Vanilla Ice Cream and Chocolate Chip Ice Cream – (adapted from, “The Perfect Scoop” by David Lebovitz)
- 1 cup (250 ml) whole milk
- 3/4 cup (150 g) sugar
- 2 cups (500 ml) heavy cream
- pinch of salt
- 1 vanilla bean, split in half lengthwise
- 5 large egg yolks
- a few drops of vanilla extract (I used 1/2 teaspoon and that was perfect)
for the chocolate chip ice cream:
- about 8 oz. bittersweet chocolate ( I used King Arthur bittersweet chips)
Heat the milk, salt, and sugar in a saucepan. Scrape the seeds from the vanilla bean into the milk with a paring knife, then add the bean pod to the milk. Cover, remove from heat, and infuse for one hour ( I skipped this 1 hour infusing step, and the ice cream had plenty of vanilla flavor for me).
To make the ice cream, set up an ice bath by placing a 2-quart (2l) bowl in a larger bowl partially filled with ice and water. Set a strainer over the top of the smaller bowl and pour the cream into the bowl.In a separate bowl, stir together the egg yolks. Remove bean pod from milk. Rewarm the milk then gradually pour some of the milk into the yolks, whisking constantly as you pour. Scrape the warmed yolks and milk back into the saucepan. Cook over low heat, stirring constantly and scraping the bottom with a heat-resistant spatula, until the custard thickens enough to coat the spatula and temperature is about 170 degrees.
Strain the custard into the heavy cream. Stir over the ice until cool, add the vanilla extract, then refrigerate to chill thoroughly, preferably overnight.
Pour half of the custard into your ice cream maker according to the manufacturer’s instructions. I put the bowl with the other half of custard back in the fridge, covered with plastic, and churned the vanilla for 1 hour, then spooned it into a freezer proof container, and froze it.
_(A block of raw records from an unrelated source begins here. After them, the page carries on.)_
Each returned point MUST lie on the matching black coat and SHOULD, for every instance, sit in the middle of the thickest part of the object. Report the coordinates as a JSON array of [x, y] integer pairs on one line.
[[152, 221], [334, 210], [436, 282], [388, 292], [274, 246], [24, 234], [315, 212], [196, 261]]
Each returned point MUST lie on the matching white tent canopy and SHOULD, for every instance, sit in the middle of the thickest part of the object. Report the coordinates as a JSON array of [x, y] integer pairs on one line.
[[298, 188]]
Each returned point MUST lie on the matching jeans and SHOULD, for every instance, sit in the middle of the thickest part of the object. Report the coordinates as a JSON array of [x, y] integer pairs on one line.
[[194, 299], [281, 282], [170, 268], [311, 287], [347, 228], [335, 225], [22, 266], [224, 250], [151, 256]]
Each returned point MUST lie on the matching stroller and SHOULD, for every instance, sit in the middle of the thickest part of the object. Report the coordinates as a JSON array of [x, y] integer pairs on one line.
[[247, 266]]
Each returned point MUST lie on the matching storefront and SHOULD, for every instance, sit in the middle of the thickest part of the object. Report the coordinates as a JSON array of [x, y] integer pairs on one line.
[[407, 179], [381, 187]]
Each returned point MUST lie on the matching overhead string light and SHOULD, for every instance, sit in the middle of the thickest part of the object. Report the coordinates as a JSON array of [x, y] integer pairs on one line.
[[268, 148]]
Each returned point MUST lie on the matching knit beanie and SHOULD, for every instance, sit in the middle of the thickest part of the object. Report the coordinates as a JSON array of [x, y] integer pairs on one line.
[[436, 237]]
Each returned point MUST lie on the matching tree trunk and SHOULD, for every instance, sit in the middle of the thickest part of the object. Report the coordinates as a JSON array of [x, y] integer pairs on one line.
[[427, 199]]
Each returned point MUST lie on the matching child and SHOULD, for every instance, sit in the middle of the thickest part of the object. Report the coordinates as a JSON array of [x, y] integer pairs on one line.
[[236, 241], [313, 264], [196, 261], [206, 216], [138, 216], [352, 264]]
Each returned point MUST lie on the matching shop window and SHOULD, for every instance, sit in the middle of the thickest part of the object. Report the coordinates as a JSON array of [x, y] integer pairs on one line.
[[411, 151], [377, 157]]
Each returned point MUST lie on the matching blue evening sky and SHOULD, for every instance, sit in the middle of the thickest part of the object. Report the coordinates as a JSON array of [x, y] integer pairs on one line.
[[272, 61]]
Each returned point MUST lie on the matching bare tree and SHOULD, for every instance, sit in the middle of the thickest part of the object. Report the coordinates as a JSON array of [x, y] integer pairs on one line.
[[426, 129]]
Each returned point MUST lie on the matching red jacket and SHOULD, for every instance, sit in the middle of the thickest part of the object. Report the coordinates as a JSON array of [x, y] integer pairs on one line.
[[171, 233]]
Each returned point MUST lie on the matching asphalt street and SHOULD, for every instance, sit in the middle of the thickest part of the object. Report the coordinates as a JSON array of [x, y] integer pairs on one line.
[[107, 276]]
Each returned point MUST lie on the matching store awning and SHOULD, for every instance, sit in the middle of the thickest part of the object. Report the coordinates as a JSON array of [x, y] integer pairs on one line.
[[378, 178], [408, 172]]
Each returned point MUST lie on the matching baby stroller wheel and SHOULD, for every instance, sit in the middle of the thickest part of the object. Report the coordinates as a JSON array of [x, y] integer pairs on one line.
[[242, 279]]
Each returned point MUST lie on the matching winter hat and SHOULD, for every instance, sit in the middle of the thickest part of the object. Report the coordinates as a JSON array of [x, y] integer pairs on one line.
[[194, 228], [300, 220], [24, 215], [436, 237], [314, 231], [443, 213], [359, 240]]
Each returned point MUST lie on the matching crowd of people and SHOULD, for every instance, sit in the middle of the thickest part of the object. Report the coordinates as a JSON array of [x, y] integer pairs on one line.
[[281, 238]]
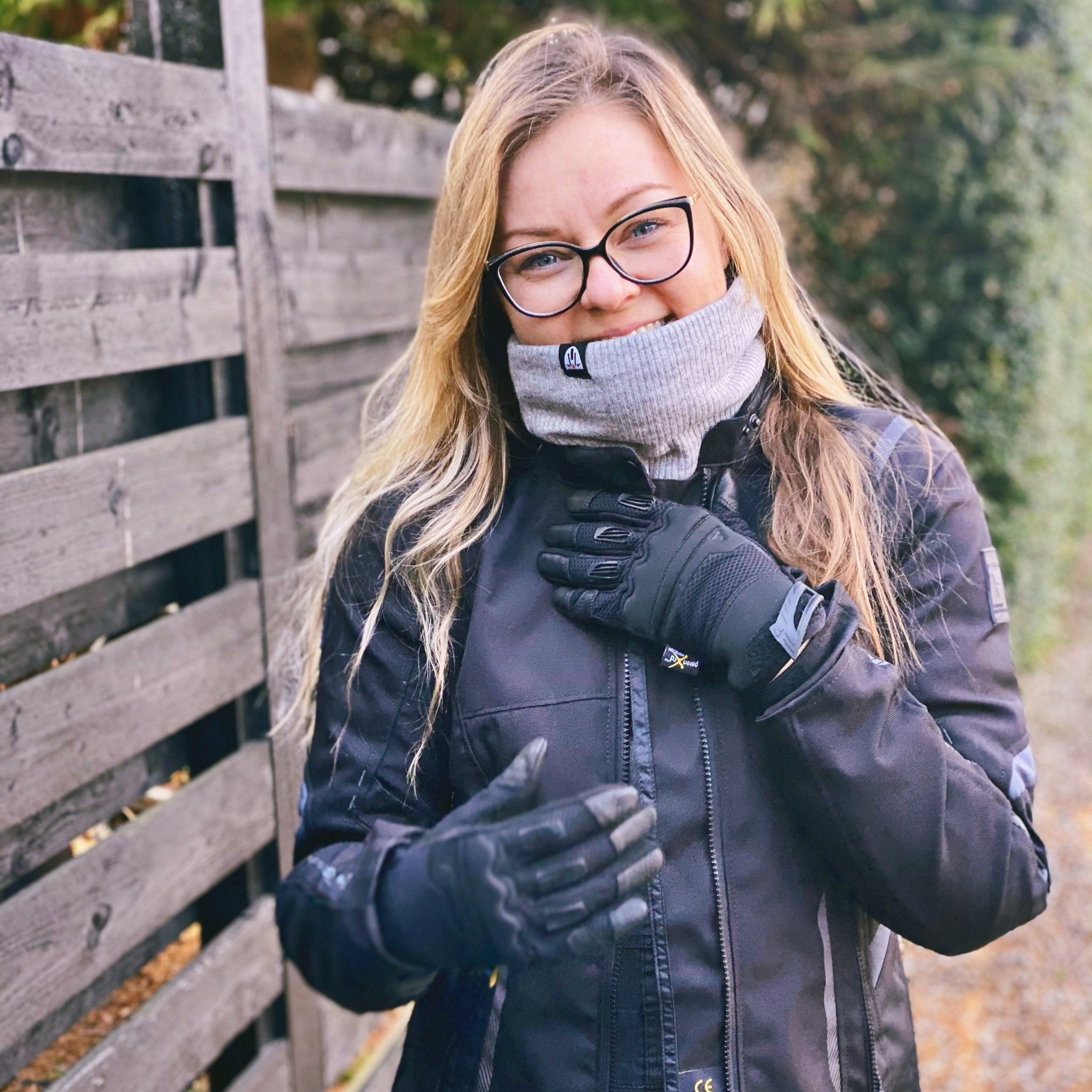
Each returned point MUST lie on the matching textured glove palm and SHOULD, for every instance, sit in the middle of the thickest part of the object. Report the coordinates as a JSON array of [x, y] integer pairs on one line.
[[494, 882], [678, 575]]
Then I moved on to making my chocolate chip ice cream. I poured the remaining custard into the ice cream maker and started the machine. Then I melted about 8 oz. of bittersweet King Arthur chocolate chips on low power in the microwave in a microwave proof bowl. Then I stuck the bowl in the fridge to cool the chocolate a little. After about 30 min. of churning, I started drizzling the melted chocolate right in the ice cream maker. The chocolate froze on contact and didn’t mix in with the vanilla. That is what I was looking for. After I used about 1/3 of the chocolate up, I took the ice cream in the churning canister and stuck it in the freezer. I did this because I noticed that the ice cream was getting a little melty from the chocolate. After about 15 minutes, I took the canister out, starting churning again, and drizzled about 1/3 more of the melted chocolate right in as it was churning. Then, I took the canister and put it in the freezer for another 10 or 15 minutes. Then, I took it out of the freezer, started churning it again, and drizzled the remaining chocolate in as it was churning. I probably churned for another 15-20 minutes, then transferred the ice cream to a freezer container, and froze it. For some reason, I ended up with a lot more of the chocolate chip ice cream than the vanilla, even though I had divided the custard in half for each. I think what happened was that the longer churning process- going in and out of the freezer resulted in creating more volume in the chocolate chip ice cream. But the end product was beyond amazing!
I got the idea for drizzling the melted chocolate right into the ice cream as it churned from two places. One was from reading the description of how Baskin Robbins makes their chocolate chip ice cream right on their container. The other place I got this idea was from a blog called Technicolor Kitchen.